PASAB (Penzance Around Scilly and Back) is an annual yacht race held off the western coast of Cornwall in South West England, held in the last week of July each year.

==Format==
The race is held over the course of three days, and is divided into three legs, each starting on consecutive days. In the first leg competitors sail from Penzance to St Mary's, the largest of the Isles of Scilly, then the following day they race in a circuit around the islands. The third and final day sees the fleet return to Penzance.

The overall winner of the race is presented with the Manzi Trophy, named after Mike Manzi, the local jeweller who made it. A second trophy, the Venus Trophy, is won by the crew which wins the second leg.

==History==
The race is hosted by Penzance Sailing Club and has been run annually since 1978. The first race was organised on behalf of the yacht club by Richard Wood, Brian Saunders and Colin Harrison, who saw the result of their preparations realised when the first race took place in August 1978. For the first two years the race took place on a single day, with the competitors starting at Penzance, before heading out to cardinal marks at Lowlee and Mountamopus.

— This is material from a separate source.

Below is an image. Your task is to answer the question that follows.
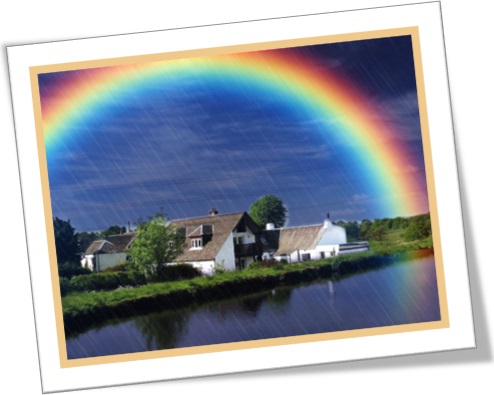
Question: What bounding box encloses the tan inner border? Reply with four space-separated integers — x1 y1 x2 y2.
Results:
29 26 449 369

The crews then travelled south of the Wolf Rock Lighthouse, completed a lap of the Isles of Scilly, passed to the south of the lighthouse again, before finally returning to the starting point at Penzance. This course was used again in 1979, and a third time for a race in 2008 called PASAB 1. This was run in addition to the regular PASAB to celebrate the 30th anniversary of the race.

In 1980 the race was split into two legs, allowing the crews to have an overnight rest on the Scillies. This format was used a second time in 1982, before in 1993 the current three-legged format was adopted.